A ação judicial ocorrida na manhã desta quarta-feira (19), na Secretaria de Saúde de Patos, ocorreu devido à necessidade de busca e apreensão de um documento já enviado anteriormente ao Ministério Público Federal (MPF). A informação foi esclarecida pelo secretário de Controle Interno do município, Joanilson Guedes. Segundo ele, o fato não passou de um procedimento simples.
De acordo com o secretário, o procurador da República, João Raphael, solicitou ao município o envio de um documento original para confrontar dados com a cópia já enviada anteriormente. Ele não revelou o conteúdo dos documentos.

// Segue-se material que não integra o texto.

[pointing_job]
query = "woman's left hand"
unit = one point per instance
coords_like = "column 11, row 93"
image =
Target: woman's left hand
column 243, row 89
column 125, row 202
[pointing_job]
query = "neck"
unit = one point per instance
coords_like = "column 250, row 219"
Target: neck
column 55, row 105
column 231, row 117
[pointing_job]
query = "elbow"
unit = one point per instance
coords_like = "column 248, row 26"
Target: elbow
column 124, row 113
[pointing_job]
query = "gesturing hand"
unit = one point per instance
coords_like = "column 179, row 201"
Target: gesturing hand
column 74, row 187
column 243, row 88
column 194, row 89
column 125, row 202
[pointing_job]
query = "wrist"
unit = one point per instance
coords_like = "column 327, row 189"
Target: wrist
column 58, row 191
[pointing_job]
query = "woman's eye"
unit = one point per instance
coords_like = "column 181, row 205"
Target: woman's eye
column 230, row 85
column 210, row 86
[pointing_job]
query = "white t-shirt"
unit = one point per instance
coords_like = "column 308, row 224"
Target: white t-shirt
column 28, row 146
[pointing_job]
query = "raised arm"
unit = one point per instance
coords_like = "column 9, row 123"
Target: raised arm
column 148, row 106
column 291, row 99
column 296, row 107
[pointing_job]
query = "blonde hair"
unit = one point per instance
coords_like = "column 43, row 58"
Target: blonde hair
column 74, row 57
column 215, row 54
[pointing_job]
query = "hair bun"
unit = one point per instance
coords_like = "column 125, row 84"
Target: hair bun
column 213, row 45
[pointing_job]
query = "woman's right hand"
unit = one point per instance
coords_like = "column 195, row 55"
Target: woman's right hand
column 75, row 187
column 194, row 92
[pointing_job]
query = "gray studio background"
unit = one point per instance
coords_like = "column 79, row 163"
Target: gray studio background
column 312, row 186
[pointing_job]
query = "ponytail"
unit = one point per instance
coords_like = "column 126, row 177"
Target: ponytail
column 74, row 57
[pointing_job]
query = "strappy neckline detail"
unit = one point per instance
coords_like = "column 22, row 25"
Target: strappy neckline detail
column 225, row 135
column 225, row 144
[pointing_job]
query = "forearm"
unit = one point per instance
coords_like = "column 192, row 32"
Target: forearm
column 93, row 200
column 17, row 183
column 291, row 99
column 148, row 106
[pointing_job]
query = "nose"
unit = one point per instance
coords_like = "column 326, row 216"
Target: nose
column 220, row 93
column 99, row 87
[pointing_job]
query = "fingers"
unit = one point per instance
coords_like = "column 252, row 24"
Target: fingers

“Ele [o procurador João Raphael] solicitou ao município, por meio de ofício, que encaminhasse o documento original, mas obviamente que todo documento original para sair do município exige um certo processo a ser cumprido, inclusive com o arquivamento do cópias autenticadas. Então, nesse procedimento houve uma certa demora. Dada essa demora, ele protocolou no Ministério Público um pedido de busca e apreensão. Podemos até dizer que o problema encerra-se neste ato, uma vez que ele vai conferir os dados e, provavelmente, arquivar esse procedimento”, informou.
Joanilson ainda ressaltou que, não há nada de ilegal nesse episódio de apreensão de documento, mas apenas a intenção de realizar uma conferência de dados estatísticos da Secretaria Municipal de Saúde. “Um detalhe interessante é que, não se trata de nenhum crime contra a administração pública ou algum ato de improbidade, mas o Ministério Público está agindo na sua missão, tentando tirar dúvida sobre um documento apenas e nada mais”, garantiu.
Entenda
Após solicitação do Ministério Público Federal, a Polícia Federal cumpriu na manhã desta quarta-feira, (19), um mandado de busca e apreensão contra a Secretária de Saúde do município de Patos.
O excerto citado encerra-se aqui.